The contents of the first run are:
ClassifierSplitEvaluator: weka.classifiers.trees.J48 -C 0.25 -M 2(version
-217733168393644444)Classifier model:
J48 pruned tree
------------------
petalwidth <= 0.6: Iris-setosa (33.0)
petalwidth > 0.6
| petalwidth <= 1.5: Iris-versicolor (31.0/1.0)
| petalwidth > 1.5: Iris-virginica (35.0/3.0)
Number of Leaves : 3
Size of the tree : 5
Correctly Classified Instances 47 92.1569 %
Incorrectly Classified Instances 4 7.8431 %
Kappa statistic 0.8824
Mean absolute error 0.0723
Root mean squared error 0.2191
Relative absolute error 16.2754 %
Root relative squared error 46.4676 %
Total Number of Instances 51
measureTreeSize : 5.0
measureNumLeaves : 3.0
measureNumRules : 3.0
Other Result Producers
Cross-Validation Result Producer
Bug in ExperimenterDefaults: more... (https://list.scms.waikato.ac.nz/mailman/htdig/wekalist/2005-October/005146.html)
To change from random train and test experiments to cross-validation experiments, click on the Result generator entry. At the top of the window, click on the drop-down list and select CrossValidationResultProducer. The window now contains parameters specific to cross-validation such as the number of partitions/folds. The experiment performs 10-fold cross-validation instead of train and test in the given example.
The Result generator panel now indicates that cross-validation will be performed.

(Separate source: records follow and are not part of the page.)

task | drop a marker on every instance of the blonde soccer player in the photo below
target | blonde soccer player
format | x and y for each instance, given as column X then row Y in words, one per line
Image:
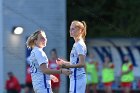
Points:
column 77, row 58
column 40, row 73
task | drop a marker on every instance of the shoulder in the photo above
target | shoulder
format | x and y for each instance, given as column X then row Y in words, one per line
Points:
column 80, row 44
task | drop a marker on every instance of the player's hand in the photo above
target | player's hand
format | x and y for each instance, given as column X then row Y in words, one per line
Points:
column 54, row 78
column 66, row 72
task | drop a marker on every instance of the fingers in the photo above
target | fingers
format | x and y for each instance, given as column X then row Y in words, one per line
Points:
column 66, row 72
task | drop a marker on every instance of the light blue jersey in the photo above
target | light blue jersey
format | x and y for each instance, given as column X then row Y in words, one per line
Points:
column 40, row 81
column 78, row 76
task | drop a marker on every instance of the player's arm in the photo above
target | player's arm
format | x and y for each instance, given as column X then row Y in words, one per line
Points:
column 80, row 64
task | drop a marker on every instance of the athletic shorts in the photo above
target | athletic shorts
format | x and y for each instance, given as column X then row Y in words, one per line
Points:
column 78, row 84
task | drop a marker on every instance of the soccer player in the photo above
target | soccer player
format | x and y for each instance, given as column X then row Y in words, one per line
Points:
column 92, row 74
column 77, row 58
column 127, row 75
column 40, row 73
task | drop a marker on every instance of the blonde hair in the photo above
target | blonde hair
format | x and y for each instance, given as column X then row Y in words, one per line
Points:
column 30, row 41
column 82, row 25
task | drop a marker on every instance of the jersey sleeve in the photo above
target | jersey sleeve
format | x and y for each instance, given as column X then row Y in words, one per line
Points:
column 41, row 57
column 80, row 49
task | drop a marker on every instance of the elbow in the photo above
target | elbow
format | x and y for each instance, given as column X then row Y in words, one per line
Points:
column 45, row 71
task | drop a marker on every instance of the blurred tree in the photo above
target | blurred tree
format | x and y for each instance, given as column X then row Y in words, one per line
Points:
column 106, row 18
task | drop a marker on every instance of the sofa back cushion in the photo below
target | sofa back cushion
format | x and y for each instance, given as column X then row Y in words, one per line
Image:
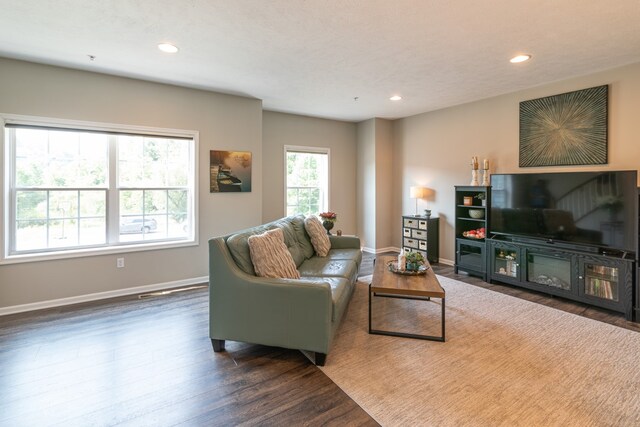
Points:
column 318, row 234
column 270, row 256
column 295, row 238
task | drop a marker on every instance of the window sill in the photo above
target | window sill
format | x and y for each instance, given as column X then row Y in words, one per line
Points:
column 81, row 253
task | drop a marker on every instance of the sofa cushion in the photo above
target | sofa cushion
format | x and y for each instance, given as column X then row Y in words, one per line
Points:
column 295, row 238
column 318, row 235
column 327, row 267
column 304, row 241
column 350, row 254
column 341, row 290
column 270, row 256
column 239, row 248
column 290, row 238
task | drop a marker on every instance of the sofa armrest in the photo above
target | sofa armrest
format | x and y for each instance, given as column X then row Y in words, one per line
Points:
column 344, row 242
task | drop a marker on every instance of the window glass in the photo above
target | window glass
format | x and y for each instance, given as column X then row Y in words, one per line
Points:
column 63, row 196
column 307, row 181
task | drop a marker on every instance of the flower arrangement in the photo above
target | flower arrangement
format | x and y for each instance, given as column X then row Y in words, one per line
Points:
column 414, row 260
column 328, row 216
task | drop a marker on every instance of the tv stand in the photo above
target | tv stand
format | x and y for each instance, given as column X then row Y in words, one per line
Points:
column 556, row 244
column 588, row 274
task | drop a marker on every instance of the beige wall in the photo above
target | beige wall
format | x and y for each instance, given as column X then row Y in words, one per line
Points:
column 224, row 122
column 280, row 129
column 386, row 226
column 375, row 184
column 366, row 184
column 434, row 149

Click on More to generate a brief description of the CrossValidationResultProducer.
As with the RandomSplitResultProducer, multiple schemes can be run during cross-validation by adding them to the Generator properties panel.
The number of runs is set to 1 in the Setup tab, so that only one run of cross-validation for each scheme and dataset is executed.
When this experiment is analysed, the following results are generated. Note that there are 30 (1 run times 10 folds times 3 schemes) result lines processed.
Averaging Result Producer
An alternative to the CrossValidationResultProducer is the AveragingResultProducer. This result producer takes the average of a set of runs (which are typically cross-validation runs). This result producer is identified by clicking the Result generator panel and then choosing the AveragingResultProducer from the GenericObjectEditor.
The associated help file is shown below.
Clicking the resultProducer panel brings up the following window.
As with the other ResultProducers, additional schemes can be defined. When the AveragingResultProducer is used, the classifier property is located deeper in the Generator properties hierarchy.
In this experiment, the ZeroR, OneR, and J48 schemes are run 10 times with 10-fold cross-validation. Each run of 10 cross-validation folds is then averaged, producing one result line for each run (instead of one result line for each fold as in the previous example using the CrossValidationResultProducer) for a total of 30 result lines. If the raw output is saved, all 300 results are sent to the archive.